「吉井監督はロウキに技術や体の使い方を丁寧に伝えてきた。しかしロウキは譲れない部分に関して受け入れないこともあった。そのため、『故障発症は仕方がない』という認識のもとでの育成だったと聞く」(ロッテOB)

 ロッテは佐々木の意向を最大限重視し、違和感やコンディション不良を少しでも感じれば即座にストップをかけてきた。昨季も「右上肢コンディション不良」で6月から2カ月近く戦列を離脱したことは記憶に新しい。

「周囲が理論的に話しても、最終的には自分の投げ方を貫いたことで故障癖が抜け切らなかった。
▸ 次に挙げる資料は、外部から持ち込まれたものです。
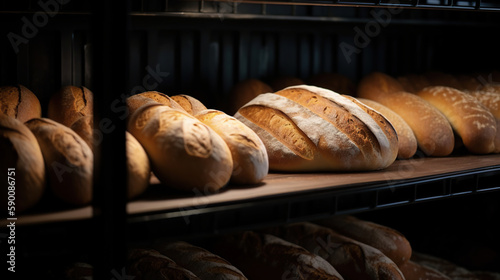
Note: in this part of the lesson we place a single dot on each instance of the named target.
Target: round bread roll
(280, 83)
(68, 159)
(20, 103)
(245, 91)
(250, 161)
(306, 128)
(431, 128)
(335, 82)
(190, 104)
(469, 118)
(69, 104)
(185, 153)
(134, 102)
(407, 142)
(21, 151)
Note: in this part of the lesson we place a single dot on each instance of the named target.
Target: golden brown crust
(68, 158)
(69, 104)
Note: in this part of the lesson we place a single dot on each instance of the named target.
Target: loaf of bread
(474, 123)
(334, 82)
(267, 257)
(20, 151)
(414, 271)
(390, 242)
(69, 104)
(351, 258)
(185, 153)
(134, 102)
(143, 264)
(306, 128)
(68, 159)
(407, 142)
(20, 103)
(431, 128)
(204, 264)
(250, 161)
(245, 91)
(190, 104)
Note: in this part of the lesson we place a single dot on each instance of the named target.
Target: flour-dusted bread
(205, 264)
(307, 128)
(68, 159)
(474, 123)
(250, 161)
(69, 104)
(267, 257)
(431, 128)
(20, 103)
(185, 153)
(20, 151)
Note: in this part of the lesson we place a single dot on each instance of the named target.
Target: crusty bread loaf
(390, 242)
(334, 82)
(21, 151)
(414, 271)
(244, 91)
(267, 257)
(20, 103)
(134, 102)
(475, 124)
(68, 159)
(351, 258)
(250, 161)
(144, 264)
(204, 264)
(190, 104)
(69, 104)
(282, 82)
(431, 128)
(184, 152)
(407, 142)
(306, 128)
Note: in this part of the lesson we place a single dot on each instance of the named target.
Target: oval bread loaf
(267, 257)
(431, 128)
(21, 151)
(69, 104)
(306, 128)
(250, 161)
(469, 118)
(352, 259)
(68, 159)
(20, 103)
(204, 264)
(184, 153)
(390, 242)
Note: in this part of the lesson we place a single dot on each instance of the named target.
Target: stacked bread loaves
(307, 128)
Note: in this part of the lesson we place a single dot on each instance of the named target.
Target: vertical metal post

昨年時点で最も球威ある球が行く投げ方を選んだのも、1日でも早く渡米したい思いが強かったのだろう」(ロッテOB)

 佐々木、ロッテ球団共に「故障発症しても仕方がない」と腹を括っていたのなら、話の辻褄も合ってくる。

「佐々木のメジャー挑戦に関しては様々な憶測が乱れ飛んだ。プロ入り時の“約束”があったという噂もあるが、最終的にロッテ球団が容認したのは、『将来を考えた場合に現在が売り時』という判断をしたから」(在京球団編成担当)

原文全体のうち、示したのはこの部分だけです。